This month Dorothy Cross delves into our national collections to create a show for IMMA,here she tells Brian McAvera ‘Sometimes I need extreme new experiences to find new directions,’ while the show continues into March 2015

Brian McAvera: You’ve been showing recently at Turner Contemporary in Margate, exhibiting video, photography, photographs and sculptural pieces, many of them connected to the sea. Can you take several works from the current show ‘Connemara’ and show us how they were developed?
Dorothy Cross: Everest Shark (Fig 3) came out of an invitation to make a show about time for Croft Castle in Shropshire England. So you have time as a premise. I have great respect for sharks. Little is known about them. I was searching a long time for a shark. I eventually found one frozen in a fishmongers in Carlingford, a beautiful, two-metre-long blue shark.
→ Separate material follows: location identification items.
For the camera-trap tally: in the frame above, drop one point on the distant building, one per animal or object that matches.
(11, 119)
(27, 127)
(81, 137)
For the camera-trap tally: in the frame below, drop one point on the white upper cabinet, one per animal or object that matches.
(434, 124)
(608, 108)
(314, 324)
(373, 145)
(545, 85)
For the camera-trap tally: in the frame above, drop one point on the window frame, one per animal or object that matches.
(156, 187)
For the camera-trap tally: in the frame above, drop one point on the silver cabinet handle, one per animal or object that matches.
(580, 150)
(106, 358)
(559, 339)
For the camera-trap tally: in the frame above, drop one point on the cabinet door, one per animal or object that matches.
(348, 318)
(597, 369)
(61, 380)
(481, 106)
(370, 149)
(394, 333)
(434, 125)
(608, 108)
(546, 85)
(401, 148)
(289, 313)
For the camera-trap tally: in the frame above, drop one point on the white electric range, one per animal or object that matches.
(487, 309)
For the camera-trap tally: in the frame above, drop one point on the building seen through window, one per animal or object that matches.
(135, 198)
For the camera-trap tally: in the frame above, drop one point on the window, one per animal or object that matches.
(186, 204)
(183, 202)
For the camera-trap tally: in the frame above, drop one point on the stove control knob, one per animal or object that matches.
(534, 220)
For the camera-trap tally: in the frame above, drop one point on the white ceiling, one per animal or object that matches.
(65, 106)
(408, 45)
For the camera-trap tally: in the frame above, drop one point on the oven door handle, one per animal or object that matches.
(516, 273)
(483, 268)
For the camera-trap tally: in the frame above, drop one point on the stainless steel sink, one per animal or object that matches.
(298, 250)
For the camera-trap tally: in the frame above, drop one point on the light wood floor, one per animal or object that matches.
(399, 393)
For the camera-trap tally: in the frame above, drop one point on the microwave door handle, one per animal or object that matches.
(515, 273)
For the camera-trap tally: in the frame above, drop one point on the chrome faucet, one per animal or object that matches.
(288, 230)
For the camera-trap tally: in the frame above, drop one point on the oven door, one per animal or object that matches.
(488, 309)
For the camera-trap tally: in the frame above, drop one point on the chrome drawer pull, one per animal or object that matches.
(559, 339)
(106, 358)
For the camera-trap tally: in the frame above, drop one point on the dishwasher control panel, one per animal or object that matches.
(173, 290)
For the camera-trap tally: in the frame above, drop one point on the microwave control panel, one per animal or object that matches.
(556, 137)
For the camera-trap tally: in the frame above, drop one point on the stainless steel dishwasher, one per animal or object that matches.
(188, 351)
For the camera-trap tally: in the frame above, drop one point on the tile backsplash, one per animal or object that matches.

I then delivered it to the foundry where a mould was made of it. Then we made a wax of Mount Everest. The shark evolved to its present form 100 million years ago. Mount Everest, the highest peak on our planet, rose to its height merely 60 million years ago. I wanted to place the ridge of Everest along the back of the shark like an alternative dorsal fin. The work is simple really: it is about time and evolution. Trying to meld the mountain to the shark was tricky but in the end was beautiful. The muscle of the shark was beginning to subside so we met the Himalayan mountain ridges with the skin of the animal so that it appears the structure of the highest peak of our planet is emerging from the shark’s back. You look at it but may not recognize what it is at first. It’s almost a comforting piece because, while nobody thinks of a shark as comforting, it has survived longer than almost anything else on this planet. I’ve dived quite a lot with sharks: most will swim away when they see you or just hang round and watch.